Everyone is not the same. Therefore administering the same treatment to everyone is helpful as praying to God at night they they will get better. Who said Church and State were divided?
This last paragraph is beautiful purple prose, but purple prose none the less. The issue is not simple. Justice is not simple. And there are those for whom praying to God works more effectively than any other remedy. Don't let the temptation to write resounding rhetoric lead you into statements you can't defend.
Nicely written argument.
loveand peace, jeanne
On Monday, March 12, 2001, Yolanda Johnson wrote:
Hi Jeanne My name is Yolonda Johnson and I am interested in your opinion and comments on Lionel, the young boy who was sentenced to life in prison for killing a six year old girl while re-enacting www wrestling techniques. What does this say about society when a mother rejects a plea bargain, that is for her sons' best interest, to save her own soul. Yes, Lionel should be punished for his crime but the mother, as the caretaker, should also bear some responsibility for the death of the girl. I am appalled by his mother's lack of reasonable judgment.

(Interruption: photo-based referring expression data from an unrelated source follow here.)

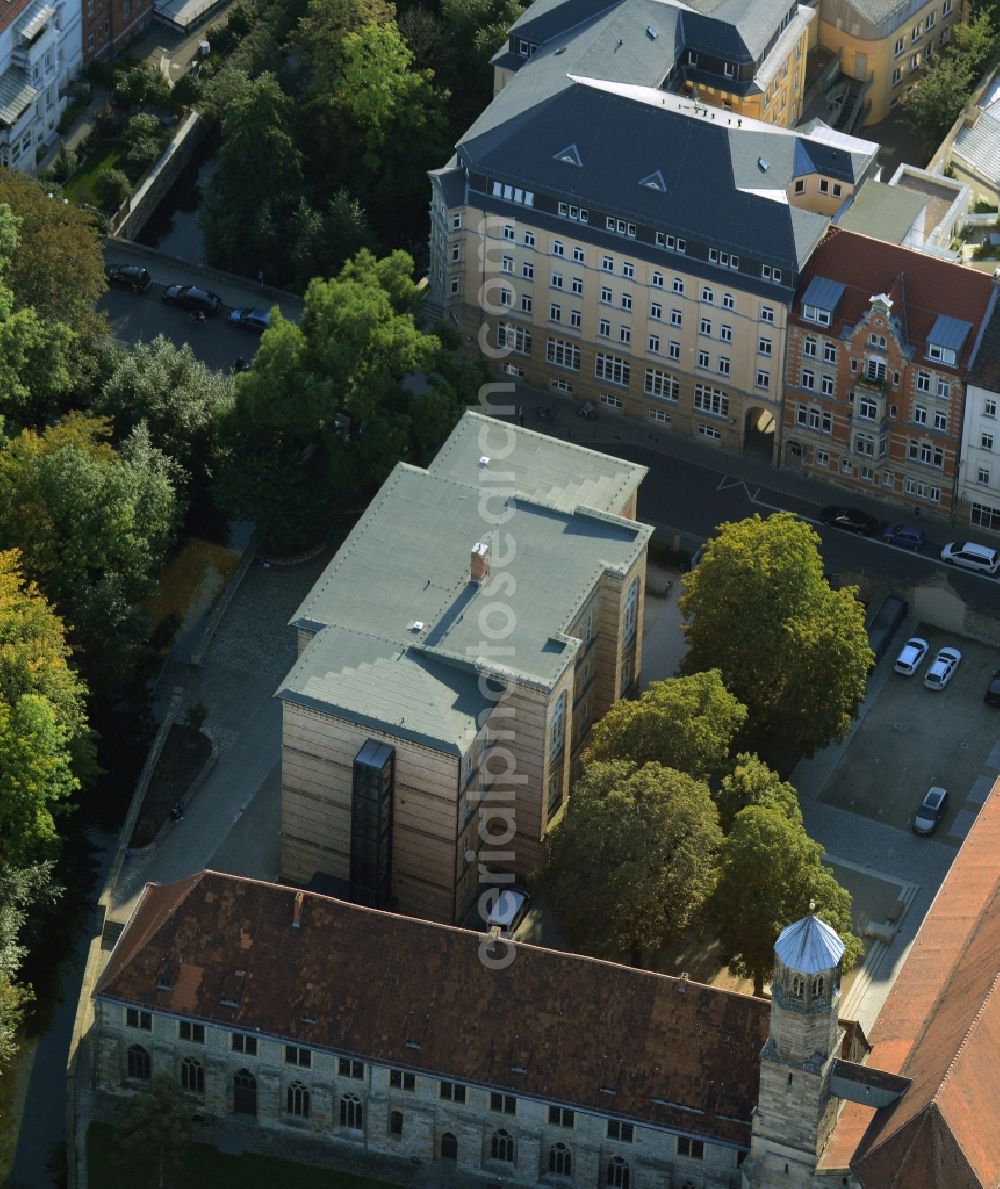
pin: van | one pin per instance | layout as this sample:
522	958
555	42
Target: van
969	555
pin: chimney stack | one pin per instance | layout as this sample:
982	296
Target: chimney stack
479	562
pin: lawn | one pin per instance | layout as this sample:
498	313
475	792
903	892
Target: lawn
81	187
206	1167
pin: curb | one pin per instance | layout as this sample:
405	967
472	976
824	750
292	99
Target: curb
186	799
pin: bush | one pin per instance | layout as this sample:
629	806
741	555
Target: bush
196	715
142	155
113	187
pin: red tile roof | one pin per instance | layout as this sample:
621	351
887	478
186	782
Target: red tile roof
10	11
920	285
674	1052
941	1027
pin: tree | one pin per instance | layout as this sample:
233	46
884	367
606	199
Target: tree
633	859
20	888
93	528
57	265
327	409
769	870
253	192
36	779
686	723
177	396
793	650
752	782
156	1134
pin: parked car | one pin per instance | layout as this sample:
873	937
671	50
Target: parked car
127	276
969	555
909	536
257	320
931	811
942	668
192	297
509	910
853	520
911	656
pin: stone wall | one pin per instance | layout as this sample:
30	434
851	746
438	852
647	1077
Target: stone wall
407	1115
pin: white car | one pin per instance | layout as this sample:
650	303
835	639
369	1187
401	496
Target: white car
911	656
943	668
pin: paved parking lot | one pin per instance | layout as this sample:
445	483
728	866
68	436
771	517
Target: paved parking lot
913	737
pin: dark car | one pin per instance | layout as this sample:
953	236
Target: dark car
257	320
127	276
931	811
909	536
192	297
853	520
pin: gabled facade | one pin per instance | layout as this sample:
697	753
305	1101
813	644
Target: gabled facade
880	343
635	250
478	618
979	471
886	44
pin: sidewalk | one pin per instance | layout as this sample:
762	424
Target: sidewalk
612	428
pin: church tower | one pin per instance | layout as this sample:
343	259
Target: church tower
794	1112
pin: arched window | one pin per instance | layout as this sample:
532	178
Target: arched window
560	1161
297	1100
352	1112
138	1062
192	1076
245	1093
618	1174
502	1146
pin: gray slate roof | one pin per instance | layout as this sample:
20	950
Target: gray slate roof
717	190
558	473
809	945
884	212
398	640
980	146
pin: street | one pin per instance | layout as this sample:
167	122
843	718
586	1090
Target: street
692	488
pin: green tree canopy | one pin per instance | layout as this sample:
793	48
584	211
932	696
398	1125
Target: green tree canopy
93	529
177	396
769	870
331	404
633	860
36	779
686	723
156	1134
57	265
792	650
752	782
255	189
35	660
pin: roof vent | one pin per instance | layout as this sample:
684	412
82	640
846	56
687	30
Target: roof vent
479	562
570	155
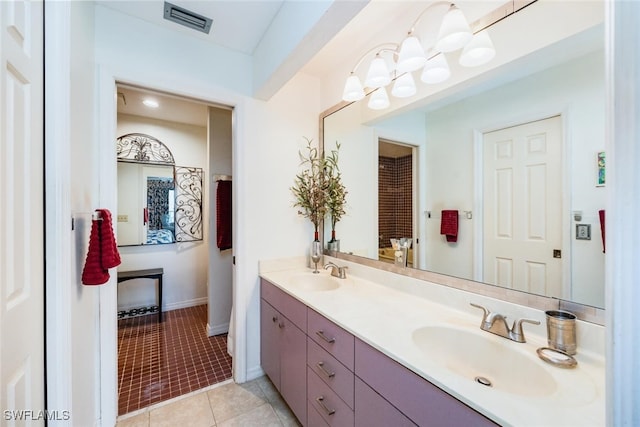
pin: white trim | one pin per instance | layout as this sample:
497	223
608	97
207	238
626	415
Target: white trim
622	49
218	329
58	207
105	119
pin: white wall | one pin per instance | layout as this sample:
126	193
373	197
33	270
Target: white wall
220	262
567	90
185	264
84	300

On Monday, March 12, 2001, jeanne responded:Good point, Yolanda. In the Lionel Tate case, a plea bargain was turned down. Certainly the agency of this child is in question. The mother was home at the time of the incident. The mother must have influenced the refusal to plea. How does all this fit into the structural context that produced this life term in adult prison? If nothing else this points out the extent of interdependence between agency and structural context.
I look forward to the class's further comments on this case. I had been hoping to avoid this case. So much is already up on the site. But you and Robert dragged me into it. That pleases me. You're learning to question on your own.